As is customary, the studios are banking on their big Thanksgiving pictures continuing to roll on this weekend — though Victor Frankenstein tanked so badly that Fox probably wishes it had something else in the hopper. Still, you can always count on smaller distributors to provide new product …

All Things Must Pass: Colin Hanks looks at the rise and fall of Tower Records in a documentary that’s a lot more interesting in its second half than it is in its first.

Al Purdy Was Here: Brian D. Johnson is a friend, a colleague and the president of the TFCA, so I’m unable to review his excellent documentary about the life and legacy of Canada’s working-class poet. But I’m entirely fine with using words like “excellent” when I talk about it.

The Anniversary: I thought Valerie Buhagiar’s domestic dramedy was a little too muddled for its own good when I saw it earlier this year, but Susan fixed on Deborah Hay’s performance and that seems to have been enough.

Cold Deck: A gambler in over his head. A heist that’ll solve everything. Susan says we’ve seen it before, and done better than this.

Hitchcock/Truffaut: Kent Jones brings one of the most famous film-school texts to vivid life in this wonderful documentary, which might have been even better with a broader selection of talking heads.

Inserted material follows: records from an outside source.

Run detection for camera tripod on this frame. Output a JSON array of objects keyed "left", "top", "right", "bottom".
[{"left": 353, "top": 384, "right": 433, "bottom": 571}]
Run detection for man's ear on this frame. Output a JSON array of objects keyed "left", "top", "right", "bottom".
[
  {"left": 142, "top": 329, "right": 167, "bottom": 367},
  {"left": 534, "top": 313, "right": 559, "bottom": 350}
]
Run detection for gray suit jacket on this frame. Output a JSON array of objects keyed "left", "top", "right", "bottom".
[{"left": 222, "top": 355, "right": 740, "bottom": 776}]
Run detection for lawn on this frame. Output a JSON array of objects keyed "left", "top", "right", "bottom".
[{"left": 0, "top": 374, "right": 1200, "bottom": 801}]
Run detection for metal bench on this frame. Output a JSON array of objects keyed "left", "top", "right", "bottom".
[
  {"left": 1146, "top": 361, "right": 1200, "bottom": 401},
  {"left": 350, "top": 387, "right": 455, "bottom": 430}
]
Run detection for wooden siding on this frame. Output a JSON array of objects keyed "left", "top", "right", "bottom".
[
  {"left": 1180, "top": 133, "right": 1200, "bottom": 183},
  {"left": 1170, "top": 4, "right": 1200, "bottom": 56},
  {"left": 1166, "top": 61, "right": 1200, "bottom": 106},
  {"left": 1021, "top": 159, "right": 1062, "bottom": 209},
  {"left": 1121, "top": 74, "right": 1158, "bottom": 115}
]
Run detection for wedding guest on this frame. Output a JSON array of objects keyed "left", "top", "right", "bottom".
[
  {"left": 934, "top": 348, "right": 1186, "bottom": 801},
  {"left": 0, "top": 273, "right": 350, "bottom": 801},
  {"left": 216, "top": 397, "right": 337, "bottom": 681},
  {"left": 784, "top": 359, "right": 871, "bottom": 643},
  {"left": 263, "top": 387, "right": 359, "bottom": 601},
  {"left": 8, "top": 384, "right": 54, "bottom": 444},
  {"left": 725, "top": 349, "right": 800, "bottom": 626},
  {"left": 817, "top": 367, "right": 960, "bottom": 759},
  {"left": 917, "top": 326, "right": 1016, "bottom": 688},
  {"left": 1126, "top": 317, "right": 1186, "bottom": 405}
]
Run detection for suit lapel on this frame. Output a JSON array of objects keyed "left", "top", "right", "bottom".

I Smile Back: Sarah Silverman commits fully to the role of a disintegrating wife and mother in this otherwise rote indie drama, which confines Silverman’s fantastic performance in a very familiar scenario.

Krampus: A wildly overqualified cast — including Adam Scott, Toni Collette, David Koechner and Allison Tolman — screams at lethal Christmas iconography in this unsatisfying horror-comedy.

Legend: And here’s another movie where a great performance is surrounded by mediocrity. This time it’s two performances, technically, since Tom Hardy is playing both of the Kray twins. I just wish Brian Helgeland had found a better movie for his tremendously entertaining work.

Life: Anton Corbijn’s fizzle of a biopic dances around the attraction between a ’50s shutterbug (Robert Pattinson) and his greatest subject, James Dean (Dane de Haan). But Kristian Bruun is in it, so that’s nice.

MI-5: No advance screening for the feature-film spinoff of the long-running BBC series (also known as Spooks). But it stars Kit Harington, so there’s bound to be a lot of longing gazes directed at a secure computer bank, or something.

A Royal Night Out: Sarah Gadon and Diary of a Teenage Girl‘s Bel Powley are Elizabeth and Margaret, two nice English girls sneaking out of the palace for a lark in Julian Jarrold’s historical trifle. Rad‘s seen worse.

The Wannabe: Another week, another movie dumped without fanfare (or even a press release) onto a single Toronto screen. This one’s got the Orion Pictures logo on it, which means … it’s been on the shelf since 1992? That can’t be right.

Phew. Have a good weekend, everybody.